The Italian Parliament annoys me tremendously. Not for substantial reasons (though it might also annoy me for that reason), but for technical reasons.
They have some nicely formatted XML files for the resoconti (minutes) of each parliamentary sitting.
But their voting information is stuck in crappy PDFs.
Grrr.
So, I have to
- download all the PDF files using a horrible bash script;
- convert them to XML (
for file in *.pdf; do pdftohtml -xml "$file"; done) - examine the XML file to find out where the column breaks are
- write a perl script to parse the files using this information
…and then merge them.
Dear Chris,
may I ask you where in Italian Parliament’s website you find the XML files quoted in your post? Thanks a lot.
Link | September 16th, 2009 at 10:12 am
Sure — http://www.camera.it -> Documenti -> Resoconti, then pick a month and a seduta from the drop down menu. When you click on a seduta, you’ll see in the left-hand bar, “Resoconto in formato XML”. If you want to download them all (and have a linux-ish system).
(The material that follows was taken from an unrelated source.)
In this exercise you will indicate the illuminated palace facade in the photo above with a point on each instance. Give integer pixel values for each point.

for i in 1:213; do wget “http://documenti.camera.it/apps/resoconto/getXmlStenografico.aspx?idNumero=$i&idLegislatura=16″; done.
Link | September 16th, 2009 at 1:02 pm
Hi,
what infos are you looking for exactly ?
do you know about this project ?
http://parlamento.openpolis.it
they seem to have voting details and some
way to make them accessible.
my 2c,
Andrea
Link | September 20th, 2009 at 10:08 pm